National Column: Mulcair must prove he’s fit to lead

When Thomas Mulcair was last squarely in the public eye, he was retreating into the background after a painful campaign.

Monday, he starts another tough campaign. This time, instead of seeking to form a government, he will be campaigning to keep his job as NDP leader.

That is, if he wants it, and all indications are that he does.

Yes, this is the NDP, the party which has no history of eating its leaders.

But Mulcair was going to make this a different NDP. No more moral victories, no more conscience of Parliament. He was chosen to helm the party in 2012 because he was supposed to win, to take the next step after Jack Layton lifted the party to the top of the stairwell with the door of power within reach.

Instead, he stumbled backward down those stairs and now it would be somewhat ironic if he had in fact remodelled the party to the point that it began acting like the other two more traditional parties, where defeat is placed on the shoulders of the leader.

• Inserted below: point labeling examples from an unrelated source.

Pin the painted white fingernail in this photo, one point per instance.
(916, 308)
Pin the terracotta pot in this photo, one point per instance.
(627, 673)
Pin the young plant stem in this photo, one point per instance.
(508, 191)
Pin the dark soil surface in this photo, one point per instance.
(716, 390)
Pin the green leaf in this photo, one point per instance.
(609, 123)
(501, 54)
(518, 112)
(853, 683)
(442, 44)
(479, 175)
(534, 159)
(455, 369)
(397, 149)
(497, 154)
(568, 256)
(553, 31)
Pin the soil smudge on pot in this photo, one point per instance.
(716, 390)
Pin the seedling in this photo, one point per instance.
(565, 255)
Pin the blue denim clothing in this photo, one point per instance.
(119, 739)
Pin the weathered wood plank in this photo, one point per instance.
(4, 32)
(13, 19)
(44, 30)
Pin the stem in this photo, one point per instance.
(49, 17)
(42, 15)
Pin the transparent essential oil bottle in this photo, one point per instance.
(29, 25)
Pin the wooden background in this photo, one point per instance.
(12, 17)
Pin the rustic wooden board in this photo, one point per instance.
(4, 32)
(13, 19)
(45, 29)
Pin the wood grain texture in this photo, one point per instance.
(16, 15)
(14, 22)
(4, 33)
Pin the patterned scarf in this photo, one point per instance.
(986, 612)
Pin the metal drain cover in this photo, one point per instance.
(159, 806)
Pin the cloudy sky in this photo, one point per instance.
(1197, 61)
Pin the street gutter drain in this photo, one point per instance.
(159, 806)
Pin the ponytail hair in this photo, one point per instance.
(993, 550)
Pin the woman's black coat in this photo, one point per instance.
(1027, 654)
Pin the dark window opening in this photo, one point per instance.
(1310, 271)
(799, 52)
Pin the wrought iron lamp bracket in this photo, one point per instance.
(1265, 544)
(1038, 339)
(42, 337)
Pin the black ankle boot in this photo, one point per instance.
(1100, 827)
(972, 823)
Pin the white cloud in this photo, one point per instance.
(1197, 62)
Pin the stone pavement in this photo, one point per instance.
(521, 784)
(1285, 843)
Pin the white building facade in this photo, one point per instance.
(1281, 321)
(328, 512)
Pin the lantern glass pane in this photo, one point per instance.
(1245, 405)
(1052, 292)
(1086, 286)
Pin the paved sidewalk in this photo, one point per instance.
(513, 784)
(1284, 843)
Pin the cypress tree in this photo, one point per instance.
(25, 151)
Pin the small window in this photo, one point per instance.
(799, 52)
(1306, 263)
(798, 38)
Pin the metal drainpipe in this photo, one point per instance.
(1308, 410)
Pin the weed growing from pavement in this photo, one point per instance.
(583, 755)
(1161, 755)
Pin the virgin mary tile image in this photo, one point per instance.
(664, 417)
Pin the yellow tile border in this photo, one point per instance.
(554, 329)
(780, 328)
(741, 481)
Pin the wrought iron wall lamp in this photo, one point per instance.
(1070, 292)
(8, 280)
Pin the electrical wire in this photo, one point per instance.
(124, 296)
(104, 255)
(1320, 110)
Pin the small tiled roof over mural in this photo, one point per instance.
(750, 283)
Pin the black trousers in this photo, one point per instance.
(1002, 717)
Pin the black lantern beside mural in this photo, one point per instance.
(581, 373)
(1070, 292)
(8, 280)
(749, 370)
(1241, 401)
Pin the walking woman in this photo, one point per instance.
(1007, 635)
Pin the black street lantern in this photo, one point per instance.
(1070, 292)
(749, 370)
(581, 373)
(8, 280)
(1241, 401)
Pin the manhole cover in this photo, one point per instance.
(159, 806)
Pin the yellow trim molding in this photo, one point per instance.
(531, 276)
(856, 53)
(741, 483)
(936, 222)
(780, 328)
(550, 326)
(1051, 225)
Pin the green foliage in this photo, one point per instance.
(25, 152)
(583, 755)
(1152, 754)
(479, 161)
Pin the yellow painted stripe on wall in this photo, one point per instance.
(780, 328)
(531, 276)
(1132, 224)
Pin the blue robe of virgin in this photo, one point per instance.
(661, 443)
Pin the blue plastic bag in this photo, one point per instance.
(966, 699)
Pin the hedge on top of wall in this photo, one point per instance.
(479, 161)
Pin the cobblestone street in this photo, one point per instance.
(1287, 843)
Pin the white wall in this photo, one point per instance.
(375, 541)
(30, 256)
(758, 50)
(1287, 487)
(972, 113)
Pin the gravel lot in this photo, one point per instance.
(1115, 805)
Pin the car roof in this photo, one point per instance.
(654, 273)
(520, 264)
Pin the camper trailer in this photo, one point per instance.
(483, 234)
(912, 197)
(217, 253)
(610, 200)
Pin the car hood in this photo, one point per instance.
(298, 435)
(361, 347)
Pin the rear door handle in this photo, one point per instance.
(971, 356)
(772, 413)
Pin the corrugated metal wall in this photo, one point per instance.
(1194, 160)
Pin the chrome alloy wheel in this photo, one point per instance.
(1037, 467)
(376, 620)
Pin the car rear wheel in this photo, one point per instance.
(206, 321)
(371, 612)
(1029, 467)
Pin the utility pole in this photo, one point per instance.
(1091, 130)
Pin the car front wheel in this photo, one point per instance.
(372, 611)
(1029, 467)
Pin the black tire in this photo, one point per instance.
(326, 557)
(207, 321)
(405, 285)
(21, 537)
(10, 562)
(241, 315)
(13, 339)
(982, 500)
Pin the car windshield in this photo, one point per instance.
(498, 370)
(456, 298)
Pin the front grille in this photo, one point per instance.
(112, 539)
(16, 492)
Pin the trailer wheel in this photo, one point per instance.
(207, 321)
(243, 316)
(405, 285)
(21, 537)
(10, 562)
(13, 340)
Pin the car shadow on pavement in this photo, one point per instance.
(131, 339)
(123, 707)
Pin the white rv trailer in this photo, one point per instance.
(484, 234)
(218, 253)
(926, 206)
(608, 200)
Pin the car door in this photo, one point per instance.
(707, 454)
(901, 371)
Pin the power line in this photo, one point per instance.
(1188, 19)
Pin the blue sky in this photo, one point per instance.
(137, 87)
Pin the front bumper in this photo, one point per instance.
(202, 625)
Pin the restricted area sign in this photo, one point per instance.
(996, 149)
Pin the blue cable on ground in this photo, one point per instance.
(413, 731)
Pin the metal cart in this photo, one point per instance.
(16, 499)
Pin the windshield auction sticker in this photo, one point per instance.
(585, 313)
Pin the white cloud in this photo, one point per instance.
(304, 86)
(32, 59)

Starting with a Monday press conference, then a caucus retreat and culminating in the party convention in Edmonton in April where his leadership is subject to review, Mulcair essentially has to reapply for the job.

There is much more internal discontent with his leadership and the party’s electoral performance than party officials have acknowledged.

Conversations with New Democrats in the past week reveal that there is no organized opposition to Mulcair. No one appears to be building a nascent leadership team. But some current and former MPs are being courted by labour and progressives who would like to see change at the top.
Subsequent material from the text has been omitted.